Celest’s attention to detail does not stop once she kicks off her heels and gets into mummy mode. Nestled in the lush grounds of Bukit Segar, Cheras, she has injected contemporary accents to complement the oriental theme of her home. In the living room, red-and-white patterned curtains are set against wooden panelling, while a bamboo lamp hovers over the grey sofa with black Chinese motifs made of rosewood. To glam it up, she has chosen a large carpet with a single pastel peony print.
As we weave our way through her spacious four-storey home, we pass by a majestic marble spiral staircase that looks like a proper workout on its own. Sensing our reservations, Celest makes a dash for the elevator and jokes, “I’ll see you up there!” Two long floors later, we find ourselves at her bedroom, where she spends most of her time sipping on chamomile tea, reading, and sketching. Here, she has chosen a modern black-and-white aesthetic. The walls are lined with monochrome stripes, adorned with past campaign shots and wedding photos. Next to her bed is a life-sized trunk filled with little trinkets, sky-high heels, panama hats of every style, and minimalist accessories. In her walk-in wardrobe hangs a modern white crystal chandelier that is sure to dazzle any guest. “This is my favourite part of the house as it reflects my personality. I like to envision everything in black and white, before adding a dash of colour to jazz it up,” she says.

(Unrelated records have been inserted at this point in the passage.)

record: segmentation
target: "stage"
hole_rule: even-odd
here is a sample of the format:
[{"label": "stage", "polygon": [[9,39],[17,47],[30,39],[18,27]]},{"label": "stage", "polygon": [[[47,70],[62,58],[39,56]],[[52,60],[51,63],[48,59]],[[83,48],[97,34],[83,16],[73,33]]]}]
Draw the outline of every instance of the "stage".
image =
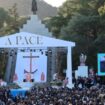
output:
[{"label": "stage", "polygon": [[28,89],[11,89],[10,93],[13,97],[16,97],[16,96],[24,97],[27,91],[28,91]]}]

When Celest is not playing fairy godmother to brides out there, she can be seen dressed casually in a loose shirtdress or boyfriend jeans with sneakers, baking with her two daughters, walking their golden retriever, Teddy, or painting on the green lawn outside her home. Today, a runaway bride in a cascading lace gown, as well as a series of little peonies, make up her white canvas. “My mom battled with cancer a couple of years back, so I am reminded to be faithful even with the smallest things,” she says. “Just like what Mother Teresa said, ‘Not all of us can do great things. But we can do small things with great love.”